Setelah tugas rutin itu selesai, aku berjalan menunduk menuju sudut paling belakang kelas. Tempatku berada. Sebuah meja sendirian di pojok ruangan, berdebu dan terasingkan. Semua siswa di kelas ini mengucilkanku. Tidak ada satu pun dari mereka yang sudi duduk berdekatan atau sekadar bertukar sapa denganku. Maka, aku memutuskan untuk menjadi tak terlihat di sudut itu. Menjadi bayangan yang dilupakan.

Tak lama kemudian, keriuhan mendadak pecah di sepanjang koridor. Suara gelak tawa yang membahana dan langkah kaki yang arogan menandai kedatangan para penguasa sekolah.

Cindy, Reva, Mely, dan Kevin. Empat sekawan yang bertindak seolah-olah seluruh area sekolah ini milik nenek moyang mereka, dengan Cindy sebagai pemimpin utamanya.

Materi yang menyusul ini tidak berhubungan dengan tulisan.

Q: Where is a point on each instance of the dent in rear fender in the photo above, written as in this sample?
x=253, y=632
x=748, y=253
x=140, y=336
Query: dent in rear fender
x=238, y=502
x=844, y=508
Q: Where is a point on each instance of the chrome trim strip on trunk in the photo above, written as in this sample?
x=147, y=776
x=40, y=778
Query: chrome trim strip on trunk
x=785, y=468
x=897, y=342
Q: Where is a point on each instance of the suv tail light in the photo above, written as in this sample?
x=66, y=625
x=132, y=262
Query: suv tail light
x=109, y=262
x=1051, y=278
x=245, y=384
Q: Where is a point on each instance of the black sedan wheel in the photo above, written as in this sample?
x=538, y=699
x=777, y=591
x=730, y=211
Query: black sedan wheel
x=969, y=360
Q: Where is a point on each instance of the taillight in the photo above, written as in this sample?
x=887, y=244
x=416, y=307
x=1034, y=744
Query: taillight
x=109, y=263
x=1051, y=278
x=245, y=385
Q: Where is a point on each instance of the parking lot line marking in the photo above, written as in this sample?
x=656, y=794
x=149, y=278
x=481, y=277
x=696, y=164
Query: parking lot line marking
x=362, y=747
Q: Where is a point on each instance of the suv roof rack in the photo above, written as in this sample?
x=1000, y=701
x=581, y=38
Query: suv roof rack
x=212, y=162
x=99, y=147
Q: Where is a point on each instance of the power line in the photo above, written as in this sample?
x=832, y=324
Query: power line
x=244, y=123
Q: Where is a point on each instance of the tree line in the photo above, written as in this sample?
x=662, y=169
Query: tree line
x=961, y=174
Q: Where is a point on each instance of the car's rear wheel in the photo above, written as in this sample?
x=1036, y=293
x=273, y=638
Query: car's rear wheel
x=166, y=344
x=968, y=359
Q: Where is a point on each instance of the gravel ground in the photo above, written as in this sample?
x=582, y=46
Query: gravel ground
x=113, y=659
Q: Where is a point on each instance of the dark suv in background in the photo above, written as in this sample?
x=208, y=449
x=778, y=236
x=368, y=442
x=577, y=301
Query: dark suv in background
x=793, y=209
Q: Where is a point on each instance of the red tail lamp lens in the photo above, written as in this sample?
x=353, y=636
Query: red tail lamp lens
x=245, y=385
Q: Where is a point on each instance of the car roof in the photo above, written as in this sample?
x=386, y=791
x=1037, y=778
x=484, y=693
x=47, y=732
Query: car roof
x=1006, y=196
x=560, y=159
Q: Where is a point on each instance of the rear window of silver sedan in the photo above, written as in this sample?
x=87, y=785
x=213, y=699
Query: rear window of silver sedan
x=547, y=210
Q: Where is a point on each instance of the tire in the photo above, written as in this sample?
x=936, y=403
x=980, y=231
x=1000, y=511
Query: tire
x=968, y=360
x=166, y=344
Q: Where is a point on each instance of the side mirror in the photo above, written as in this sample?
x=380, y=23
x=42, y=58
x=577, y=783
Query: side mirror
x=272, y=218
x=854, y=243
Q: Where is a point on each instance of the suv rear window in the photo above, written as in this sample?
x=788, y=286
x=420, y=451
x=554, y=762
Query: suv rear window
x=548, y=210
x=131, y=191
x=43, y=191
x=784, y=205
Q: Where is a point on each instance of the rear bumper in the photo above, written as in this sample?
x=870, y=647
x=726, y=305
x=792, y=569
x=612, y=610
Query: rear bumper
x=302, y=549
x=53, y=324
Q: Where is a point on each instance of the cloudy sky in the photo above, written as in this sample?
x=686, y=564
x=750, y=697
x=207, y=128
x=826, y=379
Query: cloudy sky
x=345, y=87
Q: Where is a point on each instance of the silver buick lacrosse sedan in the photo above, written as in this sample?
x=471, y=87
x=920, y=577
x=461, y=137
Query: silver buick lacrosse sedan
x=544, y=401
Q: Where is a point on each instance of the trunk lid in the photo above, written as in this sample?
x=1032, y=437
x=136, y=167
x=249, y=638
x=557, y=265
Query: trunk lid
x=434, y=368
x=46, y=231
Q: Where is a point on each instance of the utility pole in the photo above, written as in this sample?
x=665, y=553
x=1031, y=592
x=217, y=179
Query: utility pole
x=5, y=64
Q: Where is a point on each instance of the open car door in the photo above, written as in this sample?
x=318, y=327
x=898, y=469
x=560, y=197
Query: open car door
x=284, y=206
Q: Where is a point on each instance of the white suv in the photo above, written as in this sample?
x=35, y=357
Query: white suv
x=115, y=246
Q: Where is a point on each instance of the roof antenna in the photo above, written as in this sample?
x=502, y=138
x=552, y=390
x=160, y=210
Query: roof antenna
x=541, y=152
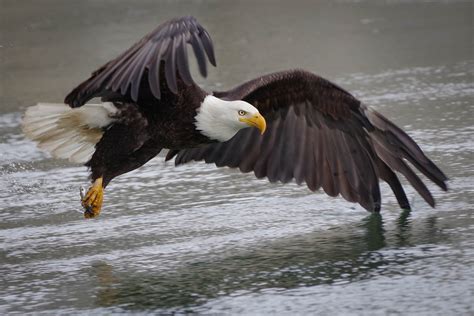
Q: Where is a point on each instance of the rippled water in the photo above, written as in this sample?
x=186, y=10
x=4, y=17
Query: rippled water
x=201, y=239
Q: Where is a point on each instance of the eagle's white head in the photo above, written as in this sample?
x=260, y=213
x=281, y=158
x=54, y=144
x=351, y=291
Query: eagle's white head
x=221, y=120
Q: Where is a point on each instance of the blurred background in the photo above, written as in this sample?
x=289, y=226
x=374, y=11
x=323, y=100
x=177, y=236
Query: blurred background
x=201, y=239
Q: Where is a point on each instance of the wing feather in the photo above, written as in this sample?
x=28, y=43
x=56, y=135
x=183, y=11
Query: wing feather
x=320, y=134
x=164, y=47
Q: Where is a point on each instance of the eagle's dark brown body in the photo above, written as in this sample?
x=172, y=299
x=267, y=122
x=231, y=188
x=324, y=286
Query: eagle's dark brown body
x=147, y=126
x=316, y=132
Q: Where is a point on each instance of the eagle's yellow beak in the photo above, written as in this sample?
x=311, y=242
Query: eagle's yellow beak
x=256, y=121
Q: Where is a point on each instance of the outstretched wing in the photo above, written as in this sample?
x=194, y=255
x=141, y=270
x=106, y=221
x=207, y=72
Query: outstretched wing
x=164, y=47
x=319, y=134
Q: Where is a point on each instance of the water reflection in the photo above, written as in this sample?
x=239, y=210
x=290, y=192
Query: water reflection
x=336, y=256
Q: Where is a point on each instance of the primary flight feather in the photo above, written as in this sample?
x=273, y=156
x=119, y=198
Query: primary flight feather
x=302, y=126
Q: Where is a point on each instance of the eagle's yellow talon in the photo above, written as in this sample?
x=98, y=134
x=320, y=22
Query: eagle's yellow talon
x=92, y=201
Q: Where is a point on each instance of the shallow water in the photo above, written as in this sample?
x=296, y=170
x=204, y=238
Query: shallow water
x=201, y=239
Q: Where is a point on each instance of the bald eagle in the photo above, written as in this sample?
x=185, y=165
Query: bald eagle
x=302, y=126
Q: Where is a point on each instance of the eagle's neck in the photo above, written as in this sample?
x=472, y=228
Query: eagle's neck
x=213, y=119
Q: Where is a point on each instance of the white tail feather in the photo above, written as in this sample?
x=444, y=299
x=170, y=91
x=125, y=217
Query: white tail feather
x=65, y=132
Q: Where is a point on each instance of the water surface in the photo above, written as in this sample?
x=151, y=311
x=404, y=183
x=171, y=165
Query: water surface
x=206, y=240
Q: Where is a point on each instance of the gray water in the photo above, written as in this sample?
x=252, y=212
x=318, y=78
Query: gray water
x=214, y=241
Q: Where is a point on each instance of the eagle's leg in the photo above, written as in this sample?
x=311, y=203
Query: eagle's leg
x=110, y=161
x=92, y=201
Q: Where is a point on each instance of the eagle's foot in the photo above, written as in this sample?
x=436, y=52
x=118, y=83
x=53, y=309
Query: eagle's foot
x=92, y=201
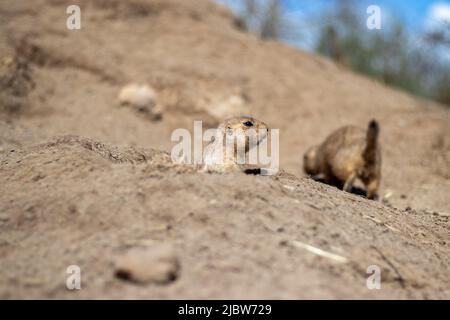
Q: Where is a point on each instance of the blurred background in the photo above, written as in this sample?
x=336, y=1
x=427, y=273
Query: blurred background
x=410, y=51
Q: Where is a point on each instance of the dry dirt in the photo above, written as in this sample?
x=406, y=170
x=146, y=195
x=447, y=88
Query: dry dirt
x=69, y=200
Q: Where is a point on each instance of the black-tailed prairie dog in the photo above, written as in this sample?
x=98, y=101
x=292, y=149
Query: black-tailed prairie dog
x=347, y=154
x=222, y=153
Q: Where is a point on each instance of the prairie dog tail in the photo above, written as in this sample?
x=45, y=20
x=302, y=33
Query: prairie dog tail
x=369, y=153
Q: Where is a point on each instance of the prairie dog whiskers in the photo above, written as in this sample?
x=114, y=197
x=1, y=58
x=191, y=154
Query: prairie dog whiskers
x=347, y=154
x=233, y=140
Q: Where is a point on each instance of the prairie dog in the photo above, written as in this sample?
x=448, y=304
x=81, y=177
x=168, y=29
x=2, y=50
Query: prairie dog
x=347, y=154
x=221, y=156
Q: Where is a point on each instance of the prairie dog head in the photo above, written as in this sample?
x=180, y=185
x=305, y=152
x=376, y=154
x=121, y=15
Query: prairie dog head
x=248, y=128
x=311, y=161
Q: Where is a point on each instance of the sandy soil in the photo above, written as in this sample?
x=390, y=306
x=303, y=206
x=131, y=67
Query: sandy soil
x=86, y=201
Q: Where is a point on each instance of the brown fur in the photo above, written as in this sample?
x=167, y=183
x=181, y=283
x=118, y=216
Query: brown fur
x=347, y=154
x=221, y=158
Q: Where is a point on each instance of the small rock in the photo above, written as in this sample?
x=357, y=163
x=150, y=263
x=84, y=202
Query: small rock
x=152, y=265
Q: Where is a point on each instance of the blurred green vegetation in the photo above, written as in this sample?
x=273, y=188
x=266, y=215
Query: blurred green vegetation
x=417, y=63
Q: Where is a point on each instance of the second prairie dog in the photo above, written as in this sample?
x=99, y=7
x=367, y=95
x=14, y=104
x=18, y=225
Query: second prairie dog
x=222, y=157
x=347, y=154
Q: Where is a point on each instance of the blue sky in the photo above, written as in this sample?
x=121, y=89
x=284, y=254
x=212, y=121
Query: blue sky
x=417, y=14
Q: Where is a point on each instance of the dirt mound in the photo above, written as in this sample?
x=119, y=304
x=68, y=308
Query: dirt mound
x=15, y=84
x=75, y=201
x=72, y=200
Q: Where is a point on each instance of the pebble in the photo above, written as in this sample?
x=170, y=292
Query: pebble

Tidak ada yang berani menantang atau membantah kata-kata Cindy—bahkan para guru dan kepala sekolah sekalipun. Sebab, orang tua Cindy adalah donatur tunggal terbesar yang menyumbang dana miliaran rupiah untuk pembangunan fasilitas dan operasional sekolah ini. Di sekolah ini, uang orang tua Cindy adalah hukum tertinggi.

Cindy melangkah anggun memasuki kelas, mengepit tas bermerek ternama di lengannya. Ia berjalan menuju mejanya di barisan tengah, namun langkahnya terhenti seketika saat matanya menangkap kehadiran roti dan susu kotak yang sudah tertata di sana.

Mata Cindy membelalak. Raut wajahnya yang dipoles riasan tipis berubah keruh oleh kemarahan yang mendadak meluap.

BRAAAKKK!

Cindy menggebrak permukaan mejanya keras-keras, membuat seluruh penghuni kelas yang tadinya riuh seketika bungkam, menahan napas ketakutan.

"Siapa yang suruh beli rasa stroberi, hah?!" bentak Cindy, suaranya melengking tajam membelah keheningan kelas.

Ia memutar tubuhnya dengan kasar, melangkah lebar menuju sudut paling belakang—lurus menuju mejaku. Aku reflex menundukkan kepala makin dalam, meremas jemari tanganku di atas pangkuan.

"Kenapa stroberi, hah?!" teriaknya tepat di samping telingaku. Nafasnya yang memburu menghantam kulit pipiku. "Gue kan mintanya cokelat!"

Aku tetap bergeming, tak sanggup mendongak.